No jantar, o repórter multimídia levou um vinho, Gato Negro Malbec, que trouxera da Argentina nas férias. O repórter de economia pôs em prática seus dotes culinários para preparar um yakissoba. Caprichou tanto que, mesmo querendo errar no arroz (para deixá-lo empapado), o cozido ficou soltinho. Um jazz na "vitrola", pratos e talheres postos à mesa, Mortal e O Cara falavam de tudo um pouco, menos de trabalho, quando foram interrompidos:

Mano, o jantar vai demorar muito? Senão acho que vou dormir – disse Maria, a irmã mais nova de O Cara. – Está quase pronto mana, aguenta um pouco – respondeu, para em seguida falar ao bem impressionado Mortal – tadinha, estava com fome.

Uma "tadinha" acima da média. Jovem, morena, cabelos longos e lisos, magra e alta (estatura deve estar na genética da família), surgiu na cozinha de pijama, do tipo sem-Mickey-na-estampa. Bem pelo contrário, era um pijaminha tamanho P, desses que os roteiristas de novela pensam para trajar as belas atrizes, com a intenção de elevar a audiência no horário nobre. "Bah", com alguns pontos de exclamação, foi o que Mortal quis dizer, mas não disse. Ficou sem reação, não apenas pela exuberância da moça, mas, também, por se tratar da irmã de um de seus melhores amigos.

Com uma capacidade intelectual invejável, O Cara pode muito bem ter herdado grande parte do Q.I. da família, conforme mencionou Maria durante o jantar. Contudo, certamente foi ela quem ficou com a maior porção da beleza. O conjunto da obra, a plástica facial, as curvas... tornam tal sentença tão incontestável quanto a habilidade do economista com os cálculos e com o tempero do yakissoba.

A situação para Mortal era inédita. O Cara se tornara seu primeiro grande amigo com uma irmã fora de série. O Cara, por sua vez, talvez não percebesse a situação por ainda ver Maria com os olhos de quem a viu crescer. Logo, em função do forte laço de amizade entre os dois, Maria precisava ser vista com uma pitada de divindade, como "freira" ou como "noiva". "Com irmã de melhor amigo não se brinca", lembrou-se Mortal da pertinente frase que ouvira, certa vez, do sábio colega de redação Barack Pandeiro.

"Ficar" sem compromisso está na moda, com algumas ressalvas. Uma delas é justamente a "bela irmã do amigo do peito". E namoro com essas belas divindades é algo complicado, por causa da expectativa que tende a ser gerada pelo amigo-irmão em – na possibilidade de tudo der certo – se tornarem brothers-in-law. Nos tempos do vovô, em que casamentos duravam para sempre, namorar com a irmã mais nova do grande amigo era uma ótima ideia.

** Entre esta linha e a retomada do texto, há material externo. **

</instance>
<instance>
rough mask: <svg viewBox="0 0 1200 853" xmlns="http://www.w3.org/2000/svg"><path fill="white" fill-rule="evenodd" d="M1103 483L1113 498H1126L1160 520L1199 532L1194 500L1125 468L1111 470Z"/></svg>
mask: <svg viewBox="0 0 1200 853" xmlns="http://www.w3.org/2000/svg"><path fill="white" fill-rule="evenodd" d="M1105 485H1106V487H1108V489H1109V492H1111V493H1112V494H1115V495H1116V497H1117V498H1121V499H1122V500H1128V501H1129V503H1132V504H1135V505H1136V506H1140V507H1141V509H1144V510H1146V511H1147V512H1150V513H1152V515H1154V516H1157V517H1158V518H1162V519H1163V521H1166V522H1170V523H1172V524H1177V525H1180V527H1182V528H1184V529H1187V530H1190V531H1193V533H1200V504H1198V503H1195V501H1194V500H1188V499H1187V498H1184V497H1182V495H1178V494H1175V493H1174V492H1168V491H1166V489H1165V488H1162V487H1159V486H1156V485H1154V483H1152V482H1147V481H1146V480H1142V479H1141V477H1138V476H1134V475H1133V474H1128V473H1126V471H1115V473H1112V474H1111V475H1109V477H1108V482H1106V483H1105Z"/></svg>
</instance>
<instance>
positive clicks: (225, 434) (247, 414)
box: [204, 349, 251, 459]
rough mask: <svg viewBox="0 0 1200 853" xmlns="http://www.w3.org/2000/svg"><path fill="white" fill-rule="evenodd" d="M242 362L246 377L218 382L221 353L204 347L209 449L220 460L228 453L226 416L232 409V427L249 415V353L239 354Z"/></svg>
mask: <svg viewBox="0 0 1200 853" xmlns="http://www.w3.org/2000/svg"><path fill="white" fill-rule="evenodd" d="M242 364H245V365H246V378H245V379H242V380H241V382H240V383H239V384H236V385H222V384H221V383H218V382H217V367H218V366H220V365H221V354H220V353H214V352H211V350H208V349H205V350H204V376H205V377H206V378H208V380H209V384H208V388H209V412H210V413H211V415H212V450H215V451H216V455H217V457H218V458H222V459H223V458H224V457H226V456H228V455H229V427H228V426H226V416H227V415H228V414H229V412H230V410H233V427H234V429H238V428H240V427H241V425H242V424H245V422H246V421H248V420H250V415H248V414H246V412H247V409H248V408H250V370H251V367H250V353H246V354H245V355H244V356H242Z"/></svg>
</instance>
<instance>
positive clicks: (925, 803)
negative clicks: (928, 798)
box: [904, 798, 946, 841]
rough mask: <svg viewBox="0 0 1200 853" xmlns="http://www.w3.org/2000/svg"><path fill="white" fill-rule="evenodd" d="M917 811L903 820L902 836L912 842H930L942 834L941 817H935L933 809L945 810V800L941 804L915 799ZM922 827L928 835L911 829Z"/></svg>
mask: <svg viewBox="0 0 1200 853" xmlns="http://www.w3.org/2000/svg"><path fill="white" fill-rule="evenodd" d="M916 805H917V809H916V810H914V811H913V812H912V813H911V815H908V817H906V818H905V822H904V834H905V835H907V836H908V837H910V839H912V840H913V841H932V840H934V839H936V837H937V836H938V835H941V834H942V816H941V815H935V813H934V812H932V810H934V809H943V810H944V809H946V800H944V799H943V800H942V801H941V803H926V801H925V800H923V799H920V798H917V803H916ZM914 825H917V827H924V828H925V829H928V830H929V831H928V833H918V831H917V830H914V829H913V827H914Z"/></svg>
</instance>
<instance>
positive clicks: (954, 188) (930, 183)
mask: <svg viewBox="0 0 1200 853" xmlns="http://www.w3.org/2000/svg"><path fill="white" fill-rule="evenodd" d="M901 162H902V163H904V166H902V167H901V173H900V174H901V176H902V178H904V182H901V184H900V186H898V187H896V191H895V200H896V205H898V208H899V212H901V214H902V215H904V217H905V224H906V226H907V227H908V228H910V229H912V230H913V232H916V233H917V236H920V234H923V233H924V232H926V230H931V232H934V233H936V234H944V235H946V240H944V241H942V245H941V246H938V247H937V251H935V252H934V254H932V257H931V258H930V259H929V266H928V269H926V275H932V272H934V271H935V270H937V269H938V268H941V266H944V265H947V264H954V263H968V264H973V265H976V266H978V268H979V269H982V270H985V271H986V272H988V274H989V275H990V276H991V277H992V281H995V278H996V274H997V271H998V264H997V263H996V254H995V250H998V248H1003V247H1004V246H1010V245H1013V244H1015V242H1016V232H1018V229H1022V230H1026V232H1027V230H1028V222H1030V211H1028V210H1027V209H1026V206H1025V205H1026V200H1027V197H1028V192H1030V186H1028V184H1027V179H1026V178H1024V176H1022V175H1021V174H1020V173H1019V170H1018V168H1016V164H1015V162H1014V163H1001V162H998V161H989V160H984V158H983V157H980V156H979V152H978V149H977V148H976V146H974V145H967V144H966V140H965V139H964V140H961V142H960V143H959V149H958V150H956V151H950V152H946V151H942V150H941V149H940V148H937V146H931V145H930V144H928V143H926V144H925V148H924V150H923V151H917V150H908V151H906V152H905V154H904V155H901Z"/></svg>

O Cara talvez gostasse de ver sua irmã namorando um de seus grandes amigos, talvez não. Independentemente da resposta, Mortal estava certo de que a vida seria mais prática se os amigos do peito não tivessem irmãs deusas. Na "Teoria da Irmã Tribufú", que coloca a amizade sempre em primeiro plano, as caçulas dos melhores amigos seriam sempre horrorosas ou já casadas ou, ainda, jovens demais. Mas como essa teoria é uma besteira sem tamanho, desconsidere.